Study Finds Radiation Remodels T-Cell Responses in Patients with RCC
Researchers demonstrated for the first time that radiation remodels T-cell responses found within the tumors of patients with renal cell carcinoma.
Research published in PNAS, the Proceedings of the National Academy of Sciences of the United States of America, demonstrated for the first time that radiation remodels T-cell responses found within the tumors of patients with renal cell carcinoma (RCC), a form of kidney cancer that was previously thought to be radiation-resistant.
In an interview with CancerNetwork®, senior author Jason Muhitch, PhD, assistant professor of Oncology in the Departments of Urology and Immunology at Roswell Park Comprehensive Cancer Center, discussed the study findings and how this research could possibly impact practice guidelines for this patient population moving forward.
CancerNetwork®: Can you explain the key highlights of the study?

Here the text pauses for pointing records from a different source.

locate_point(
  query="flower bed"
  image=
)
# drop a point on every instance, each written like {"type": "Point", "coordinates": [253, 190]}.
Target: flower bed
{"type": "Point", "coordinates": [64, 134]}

Muhitch: Our team studied kidney tumors resected after radiation treatment to uncover how this therapy influences patient antitumor immune responses. Analysis of the intratumoral T-cells revealed that tumors treated with radiation had a more clonal T-cell repertoire compared to patient tumors that were only resected. By identifying the intratumoral T-cell clones through high-throughput sequencing, we revealed that these same clones were expanded 2 weeks after radiation in peripheral blood samples. Interestingly, these same tumor-enriched T-cell clones were contracted in peripheral blood samples taken 4 weeks after radiation.

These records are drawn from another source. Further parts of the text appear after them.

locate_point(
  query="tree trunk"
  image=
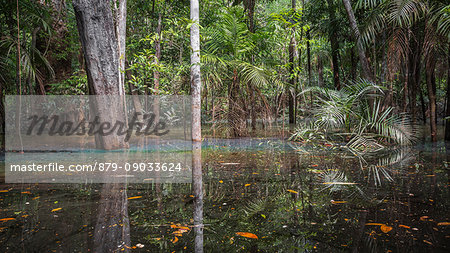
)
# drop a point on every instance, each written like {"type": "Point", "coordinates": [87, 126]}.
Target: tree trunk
{"type": "Point", "coordinates": [121, 32]}
{"type": "Point", "coordinates": [96, 29]}
{"type": "Point", "coordinates": [195, 72]}
{"type": "Point", "coordinates": [292, 80]}
{"type": "Point", "coordinates": [367, 73]}
{"type": "Point", "coordinates": [320, 71]}
{"type": "Point", "coordinates": [430, 64]}
{"type": "Point", "coordinates": [334, 45]}
{"type": "Point", "coordinates": [447, 114]}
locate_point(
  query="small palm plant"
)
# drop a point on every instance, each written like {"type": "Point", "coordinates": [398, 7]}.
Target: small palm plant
{"type": "Point", "coordinates": [356, 115]}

What would you say are the implications of these study findings?
The observed phases of expansion and contraction in patient peripheral blood samples could indicate a window in which radiation promotes T-cell activation and expansion, which is restrained relatively quickly. These same T-cell clones may also be actively infiltrating the tumor and the observed changes in peripheral blood may represent a combination of these processes. To decipher the relative contributions of T-cell activation and infiltration to the observed changes in peripheral blood will clearly require additional studies.

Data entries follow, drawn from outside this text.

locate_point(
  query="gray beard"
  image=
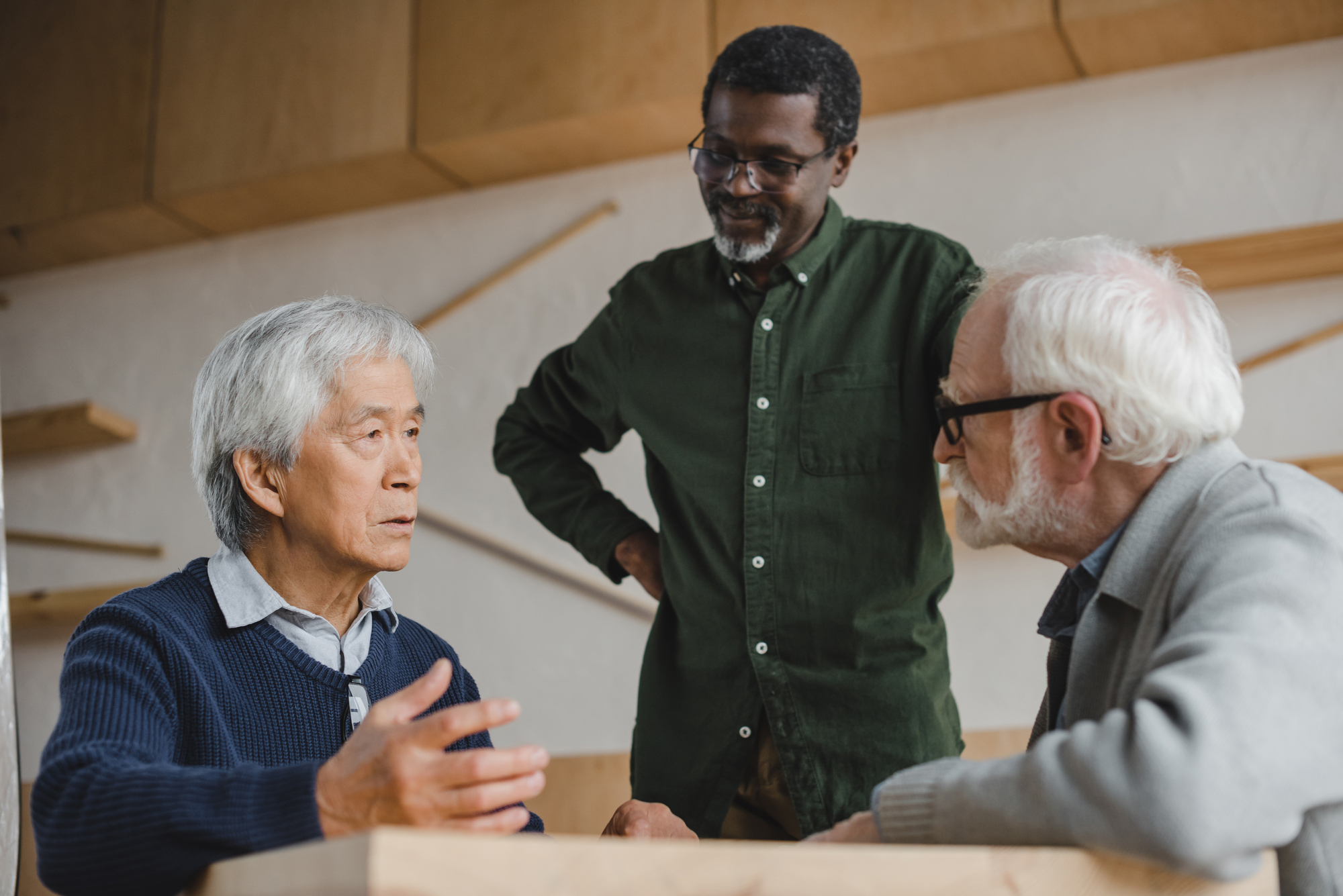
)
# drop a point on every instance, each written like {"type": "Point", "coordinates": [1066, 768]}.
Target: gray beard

How could these study findings change practice guidelines in the future?
There are dozens of open clinical trials evaluating the combination of radiation regimens with various forms of immunotherapy. As the field learns more about the mechanisms of action and biomarkers of immune-based treatments, we are likely to improve design and rationale to benefit patients. The study findings in kidney cancer patients at a specific radiation dose reveal that there may be a window of expansion that could be leveraged with certain types of immunotherapy, but additional work is required.
Are there any sort of planned next steps for the study?
Whether specific radiation doses heighten, or limit patient antitumor immune responses is a longstanding question in the field. Future studies will evaluate the influence of radiation dose and scheduling on patient antitumor immunity.
For patients who may not understand these findings, how would you explain the study findings in lay terms?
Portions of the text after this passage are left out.